Sweet! Did you encounter a lot of challenges in the process of creating this link?

For the first winter program this year, we had the chance to be supported by the Association Lémanique de Ski et Snowboard Freestyle (ALSF)Thanks to their knowledge and coaches, we did some amazing skiing and trampoline sessions! 

GVA SK8 were also really supportive, they provided us with skateboards and all the necessary protective gears!

L’Hospice Général supported the project by spreading the word, and by arranging us buses to go to the mountains. We couldn’t do anything without them.

On my side, the biggest part of the work was to coordinate everything – that was a challenge! In the end it all perfectly worked out. Everyone enjoyed the project, participants and coaches alike! Getting positive feedback from the kids, seeing them going to the skatepark by themselves and making friends there is super gratifying.

What was the most difficult part of working with young people?

We had some challenges with communication. Some of our participants are learning French, so you have to be patient. But we always found someone to translate from one language to another, which makes for some very funny situations.

The young people are very motivated and respectful, they all learned a lot. Some are super motivated for this summer!

So the first winter program just finished, how was it?

Amazing! We had a group of 10 young people for the whole winter, we really had fun!

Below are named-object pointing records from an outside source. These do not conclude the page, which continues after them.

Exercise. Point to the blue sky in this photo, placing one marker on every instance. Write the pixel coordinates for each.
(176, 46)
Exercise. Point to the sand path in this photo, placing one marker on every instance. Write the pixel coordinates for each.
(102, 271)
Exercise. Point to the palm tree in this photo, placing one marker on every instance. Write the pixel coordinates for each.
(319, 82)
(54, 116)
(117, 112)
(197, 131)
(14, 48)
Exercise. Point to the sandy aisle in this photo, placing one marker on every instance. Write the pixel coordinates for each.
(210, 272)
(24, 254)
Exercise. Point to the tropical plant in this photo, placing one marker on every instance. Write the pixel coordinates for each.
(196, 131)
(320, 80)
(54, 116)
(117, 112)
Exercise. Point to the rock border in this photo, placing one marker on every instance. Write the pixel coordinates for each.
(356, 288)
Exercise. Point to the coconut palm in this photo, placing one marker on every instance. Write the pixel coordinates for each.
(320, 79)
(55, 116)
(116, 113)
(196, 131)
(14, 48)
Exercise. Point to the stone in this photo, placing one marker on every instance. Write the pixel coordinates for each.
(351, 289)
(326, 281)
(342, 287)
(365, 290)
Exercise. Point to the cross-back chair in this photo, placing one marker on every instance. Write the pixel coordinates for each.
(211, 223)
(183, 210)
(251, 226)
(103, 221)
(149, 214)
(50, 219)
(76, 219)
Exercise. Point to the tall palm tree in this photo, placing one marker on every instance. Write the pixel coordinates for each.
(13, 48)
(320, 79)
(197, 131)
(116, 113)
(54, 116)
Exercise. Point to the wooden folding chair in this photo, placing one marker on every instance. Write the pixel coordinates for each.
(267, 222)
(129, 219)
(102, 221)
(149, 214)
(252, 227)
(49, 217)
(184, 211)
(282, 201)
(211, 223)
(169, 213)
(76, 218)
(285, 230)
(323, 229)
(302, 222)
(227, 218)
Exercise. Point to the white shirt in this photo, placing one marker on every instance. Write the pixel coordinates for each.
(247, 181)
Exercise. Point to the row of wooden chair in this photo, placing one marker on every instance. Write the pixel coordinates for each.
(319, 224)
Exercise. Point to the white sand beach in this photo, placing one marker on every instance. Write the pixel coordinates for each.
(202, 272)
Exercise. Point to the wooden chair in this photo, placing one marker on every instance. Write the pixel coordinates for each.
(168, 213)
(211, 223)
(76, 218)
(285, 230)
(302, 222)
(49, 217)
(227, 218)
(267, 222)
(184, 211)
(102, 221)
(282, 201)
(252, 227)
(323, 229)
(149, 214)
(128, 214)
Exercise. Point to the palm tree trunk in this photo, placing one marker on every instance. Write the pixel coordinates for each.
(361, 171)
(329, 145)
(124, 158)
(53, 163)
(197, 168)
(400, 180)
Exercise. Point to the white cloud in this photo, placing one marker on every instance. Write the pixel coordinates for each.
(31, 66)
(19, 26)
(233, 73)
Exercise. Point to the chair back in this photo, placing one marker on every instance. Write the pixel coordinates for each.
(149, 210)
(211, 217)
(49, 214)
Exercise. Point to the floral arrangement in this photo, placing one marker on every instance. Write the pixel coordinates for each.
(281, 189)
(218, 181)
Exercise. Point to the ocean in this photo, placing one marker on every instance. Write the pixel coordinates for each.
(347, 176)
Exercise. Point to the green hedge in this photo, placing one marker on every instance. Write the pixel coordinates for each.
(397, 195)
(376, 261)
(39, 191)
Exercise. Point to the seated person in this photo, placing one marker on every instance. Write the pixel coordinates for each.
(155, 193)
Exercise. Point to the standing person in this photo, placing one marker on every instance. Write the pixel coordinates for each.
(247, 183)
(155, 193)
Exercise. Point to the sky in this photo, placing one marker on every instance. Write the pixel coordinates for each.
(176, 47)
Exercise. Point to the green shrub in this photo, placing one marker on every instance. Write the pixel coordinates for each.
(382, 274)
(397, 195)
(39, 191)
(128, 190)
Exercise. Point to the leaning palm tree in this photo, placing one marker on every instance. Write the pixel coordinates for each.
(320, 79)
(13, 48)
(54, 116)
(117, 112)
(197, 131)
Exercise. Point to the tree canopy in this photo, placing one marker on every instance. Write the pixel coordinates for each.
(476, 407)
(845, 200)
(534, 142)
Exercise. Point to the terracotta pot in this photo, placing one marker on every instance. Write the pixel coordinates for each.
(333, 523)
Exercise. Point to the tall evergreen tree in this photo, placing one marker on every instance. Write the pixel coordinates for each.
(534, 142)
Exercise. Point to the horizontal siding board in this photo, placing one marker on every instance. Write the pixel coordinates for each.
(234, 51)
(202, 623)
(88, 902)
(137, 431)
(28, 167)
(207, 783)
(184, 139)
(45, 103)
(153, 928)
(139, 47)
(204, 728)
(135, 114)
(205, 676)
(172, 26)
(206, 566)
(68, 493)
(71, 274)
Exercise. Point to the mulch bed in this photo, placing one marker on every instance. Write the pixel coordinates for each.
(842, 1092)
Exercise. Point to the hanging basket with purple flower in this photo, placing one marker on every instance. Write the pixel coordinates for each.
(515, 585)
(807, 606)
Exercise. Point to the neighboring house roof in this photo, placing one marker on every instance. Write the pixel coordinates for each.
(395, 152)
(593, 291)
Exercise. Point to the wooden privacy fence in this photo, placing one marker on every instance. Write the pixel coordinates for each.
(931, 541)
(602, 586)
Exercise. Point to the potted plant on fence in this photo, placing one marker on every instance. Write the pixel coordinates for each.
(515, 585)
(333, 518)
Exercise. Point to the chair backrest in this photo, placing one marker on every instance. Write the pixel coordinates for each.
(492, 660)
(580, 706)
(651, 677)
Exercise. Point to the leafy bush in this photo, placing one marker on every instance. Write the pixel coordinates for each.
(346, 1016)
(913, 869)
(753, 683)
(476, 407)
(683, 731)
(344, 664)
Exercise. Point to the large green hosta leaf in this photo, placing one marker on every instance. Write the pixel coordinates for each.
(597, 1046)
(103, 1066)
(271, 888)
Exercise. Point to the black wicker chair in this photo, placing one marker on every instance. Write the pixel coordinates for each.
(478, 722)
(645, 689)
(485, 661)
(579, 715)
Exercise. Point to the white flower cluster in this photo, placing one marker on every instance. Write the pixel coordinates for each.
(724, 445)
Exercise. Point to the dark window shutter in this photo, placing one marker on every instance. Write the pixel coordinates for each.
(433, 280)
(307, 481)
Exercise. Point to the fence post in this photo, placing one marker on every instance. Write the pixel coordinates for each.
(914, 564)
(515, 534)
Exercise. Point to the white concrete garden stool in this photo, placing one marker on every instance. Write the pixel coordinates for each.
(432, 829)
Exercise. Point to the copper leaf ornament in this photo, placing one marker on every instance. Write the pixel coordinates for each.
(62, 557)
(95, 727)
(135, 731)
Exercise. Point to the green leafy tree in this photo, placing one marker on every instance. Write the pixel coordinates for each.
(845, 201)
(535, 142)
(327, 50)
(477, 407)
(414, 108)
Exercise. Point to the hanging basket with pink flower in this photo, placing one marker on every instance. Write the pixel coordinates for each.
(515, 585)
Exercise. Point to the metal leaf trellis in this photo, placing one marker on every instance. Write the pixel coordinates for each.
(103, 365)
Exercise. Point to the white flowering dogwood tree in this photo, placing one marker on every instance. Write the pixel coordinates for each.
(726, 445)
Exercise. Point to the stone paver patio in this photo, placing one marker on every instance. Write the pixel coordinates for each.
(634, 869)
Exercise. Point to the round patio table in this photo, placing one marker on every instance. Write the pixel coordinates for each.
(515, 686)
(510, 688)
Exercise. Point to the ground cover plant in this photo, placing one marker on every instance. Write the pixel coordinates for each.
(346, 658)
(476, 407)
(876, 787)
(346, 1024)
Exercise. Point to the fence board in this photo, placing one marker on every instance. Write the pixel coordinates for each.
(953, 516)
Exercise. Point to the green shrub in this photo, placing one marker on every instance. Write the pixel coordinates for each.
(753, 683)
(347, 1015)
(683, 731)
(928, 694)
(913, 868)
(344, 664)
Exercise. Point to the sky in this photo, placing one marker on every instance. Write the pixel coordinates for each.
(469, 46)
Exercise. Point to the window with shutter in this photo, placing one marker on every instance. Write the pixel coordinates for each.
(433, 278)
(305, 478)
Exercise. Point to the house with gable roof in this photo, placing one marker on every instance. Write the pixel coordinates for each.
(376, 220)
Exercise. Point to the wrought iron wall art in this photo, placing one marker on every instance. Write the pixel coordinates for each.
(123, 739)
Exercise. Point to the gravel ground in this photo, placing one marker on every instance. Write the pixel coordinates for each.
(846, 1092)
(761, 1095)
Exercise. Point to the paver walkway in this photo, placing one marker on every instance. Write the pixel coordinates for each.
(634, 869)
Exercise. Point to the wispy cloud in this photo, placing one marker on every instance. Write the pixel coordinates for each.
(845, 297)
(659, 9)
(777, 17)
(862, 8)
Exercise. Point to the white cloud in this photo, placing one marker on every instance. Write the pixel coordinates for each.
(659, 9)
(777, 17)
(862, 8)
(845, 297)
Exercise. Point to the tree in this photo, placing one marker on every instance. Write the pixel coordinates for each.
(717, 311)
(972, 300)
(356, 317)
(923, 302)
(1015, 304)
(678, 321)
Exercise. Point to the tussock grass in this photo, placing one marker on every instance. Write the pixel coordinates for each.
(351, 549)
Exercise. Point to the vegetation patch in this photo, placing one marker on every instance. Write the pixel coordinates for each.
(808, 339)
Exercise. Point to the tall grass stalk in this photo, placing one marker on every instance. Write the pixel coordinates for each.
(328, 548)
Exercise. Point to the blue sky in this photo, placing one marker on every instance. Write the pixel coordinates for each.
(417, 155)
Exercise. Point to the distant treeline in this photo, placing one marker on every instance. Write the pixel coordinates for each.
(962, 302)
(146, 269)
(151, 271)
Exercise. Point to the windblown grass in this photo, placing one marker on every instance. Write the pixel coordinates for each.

We organized 3 mountain trips to learn the ropes of skiing and snowboarding. It is super important to understand what is the Swiss culture, outside of our beautiful Geneva. We also had 3 trampoline evenings and muscle strengthening sessions to solidify the team. On top of that, we organized a dozen of skate sessions. Skateboarding is the ultimate way to meet locals. It’s always open, there is the possibility to get free boards at the park, and there’s always someone there to connect with!

Bastien Gallay

Would you change any aspect of it if you could?

More outings with more people, in more sports! I would also like to integrate the marginalized Swiss youth into the lessons and trips, but first things first... ahaha

What would say to someone who wants to set up a social project like yours?

Don't hesitate! Find motivated people. If you are alone, that’s not a problem – start organizing, and people will come if the project is cool! Moving forward as a team is really the most important thing.

Set up an action before you start. Be clear about what you want to do, and be realistic. We can't do it all at once.

And most importantly, have fun! Organizing projects has its fair dose of challenges, but it’s also a lot of fun.

Bastien Gallay

Sounds fun! Thank you for your time, cheers!